## Day 5 project tasks, learning:
    - Panda Filtering
    - Panda Sorting
    - Panda Grouping
    - Panda Aggregation

The goal is to try to recreate queries that I would have used in SQL using panda.

Bonus items today: I wanted a better way to see the results than just a subset in the terminal.
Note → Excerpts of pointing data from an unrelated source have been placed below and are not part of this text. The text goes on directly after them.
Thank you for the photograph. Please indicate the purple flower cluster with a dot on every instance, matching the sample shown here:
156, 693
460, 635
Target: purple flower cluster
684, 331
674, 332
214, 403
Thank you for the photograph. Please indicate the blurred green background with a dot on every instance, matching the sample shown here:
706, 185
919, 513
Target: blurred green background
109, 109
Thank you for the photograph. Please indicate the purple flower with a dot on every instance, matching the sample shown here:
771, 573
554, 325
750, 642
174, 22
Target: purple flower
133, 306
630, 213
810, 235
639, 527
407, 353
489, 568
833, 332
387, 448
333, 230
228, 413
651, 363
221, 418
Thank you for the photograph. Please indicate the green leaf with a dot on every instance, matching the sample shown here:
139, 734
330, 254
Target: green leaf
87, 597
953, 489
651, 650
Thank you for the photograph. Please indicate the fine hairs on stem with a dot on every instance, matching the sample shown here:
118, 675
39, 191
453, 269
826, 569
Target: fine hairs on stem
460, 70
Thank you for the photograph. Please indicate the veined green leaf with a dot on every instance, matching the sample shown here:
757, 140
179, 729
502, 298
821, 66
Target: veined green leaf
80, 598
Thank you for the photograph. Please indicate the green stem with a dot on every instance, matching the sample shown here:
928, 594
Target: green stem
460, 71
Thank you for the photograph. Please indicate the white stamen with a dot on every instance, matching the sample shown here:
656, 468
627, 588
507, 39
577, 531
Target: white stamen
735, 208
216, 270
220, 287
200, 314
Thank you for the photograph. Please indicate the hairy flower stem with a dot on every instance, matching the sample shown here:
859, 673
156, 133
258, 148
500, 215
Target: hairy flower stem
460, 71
First I learned to export data to an html file so I could look at it with a web browser.  Then switched to VS Code's Jupyter Extension (notebooks) for ease of logging my work while seeing results. 

Get sample data for the testing process:

In [None]:
import pandas as pd

# Load Sales Sample Data from the Kaggle
filenm = r'C:\Users\melis\OneDrive\Desktop\PracticeData\sales_data_sample.csv'
salesdf = pd.read_csv(filenm, encoding='latin1')
salesdf.info()

SQL to Convert:  SELECT TOP 10 * FROM table ORDER BY column DESC

Getting the largest orders, and then the smallest

In [None]:
import pandas as pd

# Load Sales Sample Data
filenm = r'C:\Users\melis\OneDrive\Desktop\PracticeData\sales_data_sample.csv'
salesdf = pd.read_csv(filenm, encoding='latin1')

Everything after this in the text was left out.